Throwing pills at a problem


Sydney Booth, Editor-in-chief

In case you have not noticed, this newspaper is not your typical end of semester “let’s hear it for Christmas” type of newspaper. This season, I am very proud of the Red Ink staff as a whole for writing about topics that are meaningful and pressing.

Topics like suicide and depression will always be relevant. This past year has been a year of mourning for the Greeley community after three suicides. There is no question that mental illness and depression  plague our society and that people need to be informed on the issue.

According to the American Psychological Association, depression as defined by the Diagnostic and Statistical Manual (DSM) as “a debilitating depressed mood or loss of interest in daily activities for a least two consistent weeks,” and must be accompanied by a major depressive episode that occurred in the past twelve months.

According to the Anxiety and Depression Organization of America, other symptoms of depression include “decrease or increase in appetite, insomnia or hypersomnia, psychomotor agitation or retardation, constant fatigue, feelings of worthlessness or excessive and inappropriate guilt, recurrent thoughts of death and suicidal ideation with or without specific plans for committing suicide, and cognitive difficulties, such as, diminished ability to think, concentrate and make decisions.”

However, as common as all these symptoms may appear, studies have shown that depression is over diagnosed. I would argue that our culture has simply been throwing pills at the real problem. According to an article from The Atlantic, which includes figures from a Johns Hopkins Bloomberg School of Public Health study, over the course of 20 years, the U.S. has seen a 400 percent increase in antidepressant use. In reality, just over 60 percent of adults previously diagnosed with depression by a clinician did not meet the official criteria for the depression upon re-evaluation in the study.

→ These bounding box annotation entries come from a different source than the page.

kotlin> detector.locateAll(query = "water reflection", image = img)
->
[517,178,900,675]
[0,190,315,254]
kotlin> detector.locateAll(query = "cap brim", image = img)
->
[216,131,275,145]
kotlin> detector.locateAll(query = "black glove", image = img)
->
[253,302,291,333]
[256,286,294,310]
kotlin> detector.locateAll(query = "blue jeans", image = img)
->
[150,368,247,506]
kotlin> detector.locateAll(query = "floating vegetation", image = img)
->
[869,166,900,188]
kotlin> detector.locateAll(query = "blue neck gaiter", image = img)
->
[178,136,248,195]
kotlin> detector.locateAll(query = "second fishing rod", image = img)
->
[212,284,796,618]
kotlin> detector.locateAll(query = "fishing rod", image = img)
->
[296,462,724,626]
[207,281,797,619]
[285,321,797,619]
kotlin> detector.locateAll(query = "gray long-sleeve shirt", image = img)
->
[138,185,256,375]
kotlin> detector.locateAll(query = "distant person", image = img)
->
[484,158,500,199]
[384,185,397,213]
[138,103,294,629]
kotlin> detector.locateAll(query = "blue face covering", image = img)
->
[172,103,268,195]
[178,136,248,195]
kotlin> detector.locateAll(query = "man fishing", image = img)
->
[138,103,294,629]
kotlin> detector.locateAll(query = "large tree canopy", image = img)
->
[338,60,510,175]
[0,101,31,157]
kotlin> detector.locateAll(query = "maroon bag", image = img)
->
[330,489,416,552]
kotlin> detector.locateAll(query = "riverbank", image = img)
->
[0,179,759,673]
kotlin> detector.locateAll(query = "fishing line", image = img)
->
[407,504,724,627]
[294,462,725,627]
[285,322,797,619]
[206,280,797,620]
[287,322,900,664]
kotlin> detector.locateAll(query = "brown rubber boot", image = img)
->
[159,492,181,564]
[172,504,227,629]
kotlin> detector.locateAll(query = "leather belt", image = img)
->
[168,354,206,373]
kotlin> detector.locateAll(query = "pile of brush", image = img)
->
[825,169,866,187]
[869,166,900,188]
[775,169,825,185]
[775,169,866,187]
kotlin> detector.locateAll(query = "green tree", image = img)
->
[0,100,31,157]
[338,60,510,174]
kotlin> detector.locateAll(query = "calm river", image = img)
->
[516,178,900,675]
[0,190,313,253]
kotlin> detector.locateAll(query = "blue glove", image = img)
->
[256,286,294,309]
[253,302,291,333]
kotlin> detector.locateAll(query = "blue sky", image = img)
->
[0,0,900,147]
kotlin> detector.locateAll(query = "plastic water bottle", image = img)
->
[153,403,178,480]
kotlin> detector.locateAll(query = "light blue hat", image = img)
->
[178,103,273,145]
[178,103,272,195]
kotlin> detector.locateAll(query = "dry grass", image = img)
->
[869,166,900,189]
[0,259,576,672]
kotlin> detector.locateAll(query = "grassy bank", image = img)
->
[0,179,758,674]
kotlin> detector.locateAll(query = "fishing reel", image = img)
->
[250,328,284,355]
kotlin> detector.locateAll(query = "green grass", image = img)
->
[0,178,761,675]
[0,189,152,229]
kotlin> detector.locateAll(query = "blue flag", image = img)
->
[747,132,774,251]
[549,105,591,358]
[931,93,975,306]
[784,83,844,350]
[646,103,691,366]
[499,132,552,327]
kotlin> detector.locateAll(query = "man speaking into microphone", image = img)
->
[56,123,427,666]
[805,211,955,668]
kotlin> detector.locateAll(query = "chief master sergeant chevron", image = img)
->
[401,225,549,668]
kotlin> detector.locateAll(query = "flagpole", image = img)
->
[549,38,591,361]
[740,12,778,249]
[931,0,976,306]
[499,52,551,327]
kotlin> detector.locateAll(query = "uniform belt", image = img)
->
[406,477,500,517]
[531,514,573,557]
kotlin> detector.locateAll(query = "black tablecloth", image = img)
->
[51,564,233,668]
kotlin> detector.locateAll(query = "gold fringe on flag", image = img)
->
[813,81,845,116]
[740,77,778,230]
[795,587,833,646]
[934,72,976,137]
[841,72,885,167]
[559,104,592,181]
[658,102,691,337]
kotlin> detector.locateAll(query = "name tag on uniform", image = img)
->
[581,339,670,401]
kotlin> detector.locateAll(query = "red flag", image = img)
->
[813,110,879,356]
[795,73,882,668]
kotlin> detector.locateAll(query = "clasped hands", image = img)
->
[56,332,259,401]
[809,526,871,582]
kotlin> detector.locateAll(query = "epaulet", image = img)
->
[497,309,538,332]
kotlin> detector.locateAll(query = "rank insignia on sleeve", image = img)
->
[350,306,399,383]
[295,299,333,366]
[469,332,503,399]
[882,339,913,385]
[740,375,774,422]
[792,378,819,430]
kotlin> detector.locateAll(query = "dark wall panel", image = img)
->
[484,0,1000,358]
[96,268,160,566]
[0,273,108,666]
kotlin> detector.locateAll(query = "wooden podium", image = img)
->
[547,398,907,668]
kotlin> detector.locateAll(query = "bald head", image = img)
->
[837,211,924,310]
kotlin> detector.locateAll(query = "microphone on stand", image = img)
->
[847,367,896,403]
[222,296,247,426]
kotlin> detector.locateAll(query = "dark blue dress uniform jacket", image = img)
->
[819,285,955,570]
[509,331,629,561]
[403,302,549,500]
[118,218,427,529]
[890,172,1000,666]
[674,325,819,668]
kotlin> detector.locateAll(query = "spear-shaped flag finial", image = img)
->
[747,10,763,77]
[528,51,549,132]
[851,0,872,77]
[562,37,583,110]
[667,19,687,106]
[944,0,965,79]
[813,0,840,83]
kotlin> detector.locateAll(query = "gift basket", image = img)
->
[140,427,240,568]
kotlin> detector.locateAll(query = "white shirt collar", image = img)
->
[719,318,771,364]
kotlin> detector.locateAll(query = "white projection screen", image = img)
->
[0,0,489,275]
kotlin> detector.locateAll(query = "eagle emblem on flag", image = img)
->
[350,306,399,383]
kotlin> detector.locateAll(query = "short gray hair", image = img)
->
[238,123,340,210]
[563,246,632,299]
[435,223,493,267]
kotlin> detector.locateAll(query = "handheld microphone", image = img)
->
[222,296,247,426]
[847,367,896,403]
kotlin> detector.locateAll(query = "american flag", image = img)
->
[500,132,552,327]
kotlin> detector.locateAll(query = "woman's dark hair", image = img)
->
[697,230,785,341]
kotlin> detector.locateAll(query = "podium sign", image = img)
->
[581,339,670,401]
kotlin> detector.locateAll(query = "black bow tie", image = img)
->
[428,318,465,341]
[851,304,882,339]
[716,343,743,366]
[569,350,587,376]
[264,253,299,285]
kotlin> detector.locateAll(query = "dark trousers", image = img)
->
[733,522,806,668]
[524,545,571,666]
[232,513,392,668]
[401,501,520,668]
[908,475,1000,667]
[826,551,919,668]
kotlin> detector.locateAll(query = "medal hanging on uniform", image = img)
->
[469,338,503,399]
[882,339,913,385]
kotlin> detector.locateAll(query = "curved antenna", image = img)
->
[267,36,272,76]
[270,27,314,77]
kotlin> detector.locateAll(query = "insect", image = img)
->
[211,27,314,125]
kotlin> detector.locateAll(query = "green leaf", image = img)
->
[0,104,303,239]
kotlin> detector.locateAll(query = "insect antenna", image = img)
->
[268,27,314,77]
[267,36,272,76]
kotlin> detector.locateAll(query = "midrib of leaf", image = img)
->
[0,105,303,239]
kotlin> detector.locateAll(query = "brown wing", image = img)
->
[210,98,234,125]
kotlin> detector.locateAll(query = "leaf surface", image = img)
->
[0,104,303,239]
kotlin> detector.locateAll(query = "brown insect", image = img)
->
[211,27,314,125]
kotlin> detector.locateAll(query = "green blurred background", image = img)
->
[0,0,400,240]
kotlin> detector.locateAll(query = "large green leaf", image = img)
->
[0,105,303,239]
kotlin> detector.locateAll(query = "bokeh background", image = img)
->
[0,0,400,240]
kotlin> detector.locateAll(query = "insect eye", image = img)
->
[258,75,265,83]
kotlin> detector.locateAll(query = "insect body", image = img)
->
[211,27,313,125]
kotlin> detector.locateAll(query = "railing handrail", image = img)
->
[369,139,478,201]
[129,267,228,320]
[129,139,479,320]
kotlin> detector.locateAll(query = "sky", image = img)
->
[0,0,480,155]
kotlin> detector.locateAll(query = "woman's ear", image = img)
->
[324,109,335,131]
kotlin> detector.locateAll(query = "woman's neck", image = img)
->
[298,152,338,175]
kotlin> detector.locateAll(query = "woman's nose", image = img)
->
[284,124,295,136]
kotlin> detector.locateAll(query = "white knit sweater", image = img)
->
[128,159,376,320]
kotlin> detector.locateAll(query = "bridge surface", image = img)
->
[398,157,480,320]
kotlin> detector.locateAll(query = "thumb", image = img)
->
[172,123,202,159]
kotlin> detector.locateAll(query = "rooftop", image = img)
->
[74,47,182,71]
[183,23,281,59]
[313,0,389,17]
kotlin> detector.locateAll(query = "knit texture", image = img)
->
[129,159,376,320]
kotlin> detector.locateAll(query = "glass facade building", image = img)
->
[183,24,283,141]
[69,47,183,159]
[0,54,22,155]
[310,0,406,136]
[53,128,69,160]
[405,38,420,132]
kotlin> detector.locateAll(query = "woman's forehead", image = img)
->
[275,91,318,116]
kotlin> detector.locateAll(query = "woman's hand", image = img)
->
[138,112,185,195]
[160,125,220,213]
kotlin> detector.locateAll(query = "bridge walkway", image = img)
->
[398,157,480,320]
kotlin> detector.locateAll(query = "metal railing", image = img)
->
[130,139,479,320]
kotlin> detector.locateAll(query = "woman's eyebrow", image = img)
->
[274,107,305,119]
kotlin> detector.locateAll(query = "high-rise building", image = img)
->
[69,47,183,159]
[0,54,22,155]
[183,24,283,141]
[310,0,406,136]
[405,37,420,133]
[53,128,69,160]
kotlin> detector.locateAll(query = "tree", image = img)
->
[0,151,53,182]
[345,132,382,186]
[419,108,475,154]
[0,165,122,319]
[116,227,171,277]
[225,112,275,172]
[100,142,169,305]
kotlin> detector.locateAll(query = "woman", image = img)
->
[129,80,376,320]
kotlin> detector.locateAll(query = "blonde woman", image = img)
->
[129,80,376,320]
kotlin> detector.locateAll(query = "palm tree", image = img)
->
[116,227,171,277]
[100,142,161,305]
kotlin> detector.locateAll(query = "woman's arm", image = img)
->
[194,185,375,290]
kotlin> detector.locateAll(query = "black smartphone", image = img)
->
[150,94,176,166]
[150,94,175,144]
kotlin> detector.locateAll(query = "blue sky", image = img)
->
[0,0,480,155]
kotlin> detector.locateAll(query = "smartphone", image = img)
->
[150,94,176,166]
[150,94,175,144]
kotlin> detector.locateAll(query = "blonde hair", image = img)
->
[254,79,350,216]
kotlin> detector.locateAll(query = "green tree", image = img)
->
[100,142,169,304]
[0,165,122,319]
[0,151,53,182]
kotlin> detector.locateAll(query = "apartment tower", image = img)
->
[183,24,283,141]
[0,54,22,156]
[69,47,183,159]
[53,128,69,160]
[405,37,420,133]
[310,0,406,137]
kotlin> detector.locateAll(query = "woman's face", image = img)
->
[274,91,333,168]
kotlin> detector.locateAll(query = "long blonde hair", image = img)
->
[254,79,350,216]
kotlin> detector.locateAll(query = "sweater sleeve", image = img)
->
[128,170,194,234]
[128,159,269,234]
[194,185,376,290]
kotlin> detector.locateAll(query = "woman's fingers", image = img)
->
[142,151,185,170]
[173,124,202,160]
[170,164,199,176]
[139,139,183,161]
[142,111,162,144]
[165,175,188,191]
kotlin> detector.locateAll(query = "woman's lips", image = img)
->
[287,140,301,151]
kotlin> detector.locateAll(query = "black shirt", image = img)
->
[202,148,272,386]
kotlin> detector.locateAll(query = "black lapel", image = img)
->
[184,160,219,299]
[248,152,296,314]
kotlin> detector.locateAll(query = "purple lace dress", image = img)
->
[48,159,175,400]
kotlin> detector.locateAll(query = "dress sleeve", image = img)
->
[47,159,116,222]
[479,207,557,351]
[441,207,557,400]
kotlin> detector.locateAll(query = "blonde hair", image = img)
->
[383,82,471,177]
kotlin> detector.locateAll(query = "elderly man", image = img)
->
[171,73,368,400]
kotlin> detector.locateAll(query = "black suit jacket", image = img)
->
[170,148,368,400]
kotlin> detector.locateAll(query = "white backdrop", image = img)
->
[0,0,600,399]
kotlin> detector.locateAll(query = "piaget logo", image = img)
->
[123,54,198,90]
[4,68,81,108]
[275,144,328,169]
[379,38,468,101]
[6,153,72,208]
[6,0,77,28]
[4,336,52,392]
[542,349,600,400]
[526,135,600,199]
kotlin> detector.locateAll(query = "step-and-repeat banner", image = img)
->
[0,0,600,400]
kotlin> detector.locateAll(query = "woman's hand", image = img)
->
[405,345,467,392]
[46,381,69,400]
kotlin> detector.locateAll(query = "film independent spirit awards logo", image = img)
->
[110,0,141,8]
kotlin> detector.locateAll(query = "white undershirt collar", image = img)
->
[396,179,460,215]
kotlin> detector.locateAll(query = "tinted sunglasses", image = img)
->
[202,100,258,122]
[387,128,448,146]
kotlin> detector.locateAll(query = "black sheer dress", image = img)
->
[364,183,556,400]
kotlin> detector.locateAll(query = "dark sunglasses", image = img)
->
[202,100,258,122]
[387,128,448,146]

Overmedicating a large portion of the nation is not getting at the heart of the problem. People feel sad, go to a doctor, and the doctor gives them medication to “increase quality of life.” We give people pills and tell them to be happy again. “Depressed” teenagers, are not being taught how to cope with anxiety and stress.

I have been fortunate enough to have an amazing family. I have always known there are places for me to turn if I need help or someone to talk to. However, that cannot be said for every teenager or every person in general. So many students are battling bottled-up emotions. They’re stressed and sad with nowhere to turn, so society just tells them they’re depressed without giving them any tools to overcome it. For some people, that’s all they need to remain exactly where they are: stuck in a cycle of prescription medication.

That’s the point of this issue you’re reading right now. Red Ink wants to talk about things that matter, and hopefully, give those who need it somewhere to turn. Students at EHS need to know they are not alone in their struggles. So Merry Christmas from the Red Ink staff. We realize that holidays can be a hard time for many people for a myriad of reasons, and sometimes the best gift you can give someone is a listening ear.